Ein Kellner serviert ein tablett mit Champagnergläsern

Champagner gilt noch immer als Symbol für große Anlässe, hohe Rechnungen und exklusive Kreise. Genau mit diesem Bild will L’Osteria brechen – und setzt dafür ein bewusst provokantes Zeichen:Vom 9. bis 15. Februar 2026 wird in allen über 200 Restaurants der Kette ein Glas Champagner von Louis Roederer für 5 Euro ausgeschenkt.


Kein Aperitif-Zuschlag, kein Menüzwang, kein elitäres Setting – sondern Champagner ganz selbstverständlich zur Pizza oder Pasta.

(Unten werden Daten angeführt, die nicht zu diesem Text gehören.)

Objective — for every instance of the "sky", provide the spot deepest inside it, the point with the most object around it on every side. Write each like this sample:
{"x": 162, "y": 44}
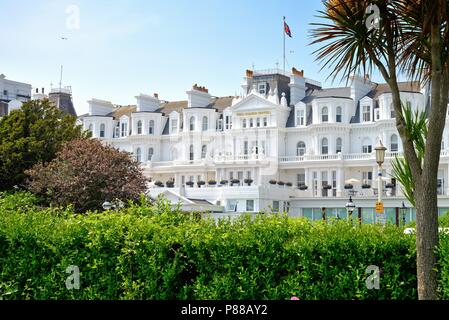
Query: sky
{"x": 118, "y": 49}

Luxus zum Selbstkostenpreis – bewusst gegen die Branche

Mit der Aktion positioniert sich L’Osteria klar gegen die gängige Kalkulationslogik der gehobenen Gastronomie. Während Champagner sonst häufig mit hohen Aufschlägen versehen wird, setzt das Unternehmen bewusst auf einen nahezu selbstkostendeckenden Preis:

  • 5 Euro pro Glas

  • 37 Euro pro Flasche


CEO Jacek Trybuchowski bringt die Haltung auf den Punkt: Champagner sei durch seine Preisstruktur zum Statussymbol geworden – dabei stehe er ursprünglich für Lebensfreude, Leichtigkeit und gemeinsames Genießen.


Die Botschaft ist deutlich:👉 Champagner soll kein Distinktionsmerkmal sein, sondern ein Getränk für den Alltag.


Valentinstag neu gedacht: Selbstbelohnung statt Paarklischee

Dass die Aktionswoche rund um den Valentinstag liegt, ist kein Zufall – aber auch kein klassisches Liebesmarketing. L’Osteria verabschiedet sich bewusst vom reinen Paarfokus und setzt stattdessen auf ein modernes Narrativ: Me-Time statt Pflichtromantik.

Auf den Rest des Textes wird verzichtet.